While Mrs. Parris was in her chamber, faint with pain and driven wild by the fearful developments just made to her, the dead woman lay in the great easy-chair, wrapped in her gorgeous forest-dress and with the bright hair falling in masses down her cheek, concealing the death shadows that lay upon it.
All was still as midnight in the house. Save for a faint sob that came once or twice from the chamber above, the pretty cabin might have been taken for a tomb. Old Tituba had been very busy at the great stone oven, back of the house, baking bread, and that fearful scene had passed in the parlor without her knowledge. Though a soul had gone into eternity, and a heart had been broken, in those few minutes, the poor old savage was ignorant of it all. With her long iron shovel she was launching great loaves of rye bread into the depths of an enormous oven, and at last blocked up its yawning mouth with an earthen milk-pan full of beans, crested with a crisp mass of pork cut in square blocks across the rind.

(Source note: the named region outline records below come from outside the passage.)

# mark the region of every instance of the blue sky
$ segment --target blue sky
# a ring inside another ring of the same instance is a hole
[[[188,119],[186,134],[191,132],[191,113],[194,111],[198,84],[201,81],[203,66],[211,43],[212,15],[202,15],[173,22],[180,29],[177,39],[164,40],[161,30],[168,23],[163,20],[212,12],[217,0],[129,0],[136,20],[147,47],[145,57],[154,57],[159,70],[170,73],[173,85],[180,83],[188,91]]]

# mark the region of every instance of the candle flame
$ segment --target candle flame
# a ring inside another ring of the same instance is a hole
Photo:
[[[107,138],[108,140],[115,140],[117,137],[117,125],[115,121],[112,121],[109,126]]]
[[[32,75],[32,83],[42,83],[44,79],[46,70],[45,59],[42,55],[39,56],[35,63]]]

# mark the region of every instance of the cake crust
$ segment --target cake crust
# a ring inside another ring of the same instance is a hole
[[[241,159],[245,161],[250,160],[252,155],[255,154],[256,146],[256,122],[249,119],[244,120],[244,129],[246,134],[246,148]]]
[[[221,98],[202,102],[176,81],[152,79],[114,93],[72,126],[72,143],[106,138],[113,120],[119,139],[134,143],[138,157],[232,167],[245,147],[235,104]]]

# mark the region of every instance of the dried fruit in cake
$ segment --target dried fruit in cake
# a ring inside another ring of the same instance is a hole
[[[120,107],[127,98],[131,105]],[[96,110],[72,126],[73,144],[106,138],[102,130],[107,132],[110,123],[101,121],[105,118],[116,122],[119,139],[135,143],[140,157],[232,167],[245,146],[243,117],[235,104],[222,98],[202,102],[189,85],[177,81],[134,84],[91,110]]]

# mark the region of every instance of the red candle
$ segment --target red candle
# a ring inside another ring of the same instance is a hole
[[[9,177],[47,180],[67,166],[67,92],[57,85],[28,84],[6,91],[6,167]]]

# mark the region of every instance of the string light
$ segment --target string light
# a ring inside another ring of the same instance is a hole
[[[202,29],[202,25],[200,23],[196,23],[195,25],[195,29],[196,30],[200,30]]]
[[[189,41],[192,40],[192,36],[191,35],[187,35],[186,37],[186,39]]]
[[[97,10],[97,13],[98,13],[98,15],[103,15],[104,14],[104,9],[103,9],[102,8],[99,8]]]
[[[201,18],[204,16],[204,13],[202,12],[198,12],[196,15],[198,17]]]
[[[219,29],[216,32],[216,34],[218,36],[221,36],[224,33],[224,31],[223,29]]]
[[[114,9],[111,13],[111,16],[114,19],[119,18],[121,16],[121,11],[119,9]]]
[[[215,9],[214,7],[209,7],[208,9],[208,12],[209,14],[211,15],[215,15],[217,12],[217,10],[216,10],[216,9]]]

She had put the great wooden door up, and was stuffing tufts of grass about the edges to keep the air out, when a lad rushed wildly by her, leaping over the ground like a deer, and, turning a corner of the house, disappeared. The lad was dressed in a deer-skin tunic, trimmed so richly with wampum that it rattled like a hail storm as he fled. She caught one glimpse of a mass of glossy hair floating on the wind, and scarlet leggins hanging in shreds around those flying feet.
"It is an Indian child. It is one of our people," cried Tituba, casting her heavy iron fire-shovel to the ground. "The white men are on his track; they swarm like snakes in the forest."
But, quickly as the old woman moved, that wild Indian boy entered the house before she came up. He halted one moment on the threshold, hesitating and wild. A glance at the great easy-chair, a cry that rang through and through the house, a leap that seemed rather that of some wild animal than a human being, and the boy lay prostrate at the dead woman's feet, with both hands pulling at her dress, while he cried out, in a voice that made the very air tremble with its pathos,
"Mother! mother! I am here! I am here! They could not hold me! I tore their bonds asunder like tow. I shot one through the heart, outran the others. All night long have I been on your trail. Look at me, mother. Wake up or the enemy will be upon us again."
A stir in the woman's garments that shook all its wampum fringes, deceived the boy, or he would have known that she was dead.